Since validation occurs within the sandbox, special care must be taken that validation routines don't access the environment (e.g., by opening files, network connections, etc.), as the child might be abruptly killed by the sandbox facility. (Not all sandboxes do this.) If required, this kind of validation can take place after the parse validation sequence.

The connection delegator is similar, but has different sandboxing rules, as it must manage an open socket connection and respond to new requests.

Testing

kcgi is shipped with a fully automated testing framework executed with make regress. Interfacing systems can also make use of this by working with the kcgiregress(3) library. This framework acts as a mini-webserver, listening on a local port, translating an HTTP document into a minimal CGI request, and passing the request to a kcgi CGI client. For internal tests, test requests are constructed with libcurl. The binding local port is fixed: if you plan on running the regression suite, you may need to tweak its access port.

Another testing framework exists for use with the American fuzzy lop. To use this, you'll need to compile the make afl target with your compiler of choice, e.g., make clean, then make afl CC=afl-gcc. Then run the afl-fuzz tool on the afl-multipart, afl-plain, and afl-urlencoded binaries using the test cases (and dictionaries, for the first) provided.

Performance

Security comes at a price—but not a stiff price. By design, kcgi incurs overhead in three ways: first, spawning a child to process the untrusted network data; second, enacting the sandbox framework; and third, passing parsed pairs back to the parent context. In the case of running CGI scripts, kcgi performance is bound to the operating system's ability to spawn and reap processes. For FastCGI, the bottleneck becomes the transfer of data. In the following graph, I graph the responsiveness of kcgi against the baseline web-server performance.

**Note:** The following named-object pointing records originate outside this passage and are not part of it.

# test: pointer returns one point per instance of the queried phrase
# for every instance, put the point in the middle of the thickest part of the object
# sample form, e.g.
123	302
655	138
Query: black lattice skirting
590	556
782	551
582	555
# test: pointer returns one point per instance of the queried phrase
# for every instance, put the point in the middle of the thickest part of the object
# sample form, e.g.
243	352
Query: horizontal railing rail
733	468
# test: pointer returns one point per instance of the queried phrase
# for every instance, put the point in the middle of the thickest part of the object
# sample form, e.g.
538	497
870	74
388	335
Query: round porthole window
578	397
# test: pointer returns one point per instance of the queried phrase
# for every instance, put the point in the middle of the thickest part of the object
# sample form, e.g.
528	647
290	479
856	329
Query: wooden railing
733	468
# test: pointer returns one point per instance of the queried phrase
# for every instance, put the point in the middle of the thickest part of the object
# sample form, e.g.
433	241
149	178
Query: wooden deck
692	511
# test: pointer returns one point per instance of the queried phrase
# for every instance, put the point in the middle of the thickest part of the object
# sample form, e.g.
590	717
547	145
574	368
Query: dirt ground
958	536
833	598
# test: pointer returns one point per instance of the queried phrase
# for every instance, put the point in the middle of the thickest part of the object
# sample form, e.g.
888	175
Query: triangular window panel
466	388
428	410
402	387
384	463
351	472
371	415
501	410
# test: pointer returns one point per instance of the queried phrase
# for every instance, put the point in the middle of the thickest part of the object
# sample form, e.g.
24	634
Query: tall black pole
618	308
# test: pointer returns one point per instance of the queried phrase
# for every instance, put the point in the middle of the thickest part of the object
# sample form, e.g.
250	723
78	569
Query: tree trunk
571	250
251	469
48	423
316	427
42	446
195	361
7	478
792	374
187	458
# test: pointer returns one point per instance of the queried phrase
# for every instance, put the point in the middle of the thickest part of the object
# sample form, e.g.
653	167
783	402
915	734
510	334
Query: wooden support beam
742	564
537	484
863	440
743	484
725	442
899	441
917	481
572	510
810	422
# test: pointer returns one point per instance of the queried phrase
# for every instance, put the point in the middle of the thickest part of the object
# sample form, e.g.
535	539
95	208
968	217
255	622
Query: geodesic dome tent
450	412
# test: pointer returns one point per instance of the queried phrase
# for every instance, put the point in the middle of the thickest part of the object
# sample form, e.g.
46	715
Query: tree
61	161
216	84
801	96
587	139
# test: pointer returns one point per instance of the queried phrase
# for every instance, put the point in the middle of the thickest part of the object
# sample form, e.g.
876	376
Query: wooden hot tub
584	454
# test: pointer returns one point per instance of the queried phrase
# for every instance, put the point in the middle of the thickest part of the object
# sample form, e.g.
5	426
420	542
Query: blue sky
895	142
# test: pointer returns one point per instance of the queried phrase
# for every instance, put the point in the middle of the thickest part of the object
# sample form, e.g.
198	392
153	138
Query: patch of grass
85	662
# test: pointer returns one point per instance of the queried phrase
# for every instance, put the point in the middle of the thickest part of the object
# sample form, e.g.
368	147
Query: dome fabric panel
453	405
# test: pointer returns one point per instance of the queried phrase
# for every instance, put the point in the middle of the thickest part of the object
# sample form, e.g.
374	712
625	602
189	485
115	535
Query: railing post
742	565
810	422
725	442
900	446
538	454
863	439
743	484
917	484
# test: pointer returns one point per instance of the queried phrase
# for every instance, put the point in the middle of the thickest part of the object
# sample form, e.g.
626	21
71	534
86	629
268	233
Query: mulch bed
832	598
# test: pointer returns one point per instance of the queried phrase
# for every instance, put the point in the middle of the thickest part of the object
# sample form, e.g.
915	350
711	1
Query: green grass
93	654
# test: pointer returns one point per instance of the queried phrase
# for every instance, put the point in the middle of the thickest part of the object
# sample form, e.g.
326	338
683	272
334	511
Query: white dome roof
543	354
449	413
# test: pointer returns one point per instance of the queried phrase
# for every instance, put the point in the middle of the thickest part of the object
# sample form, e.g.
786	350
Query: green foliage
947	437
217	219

This shows the empirical cumulative distribution of a statisically-significant number of page requests as measured by ab(1) with 10 concurrent requests. The CGI line is the CGI sample included in the source; the FastCGI line is the FastCGI sample; the CGI (simple) simply emits a 200 HTTP status and Hello, World; and the static is a small static file on the web server. The operating system is Mac OS X 10.7.5 Air laptop (1.86 GHz Intel Core 2 Duo, 2 GB RAM) with the stock Apache. The FastCGI server was started using the kfcgi(8) defaults.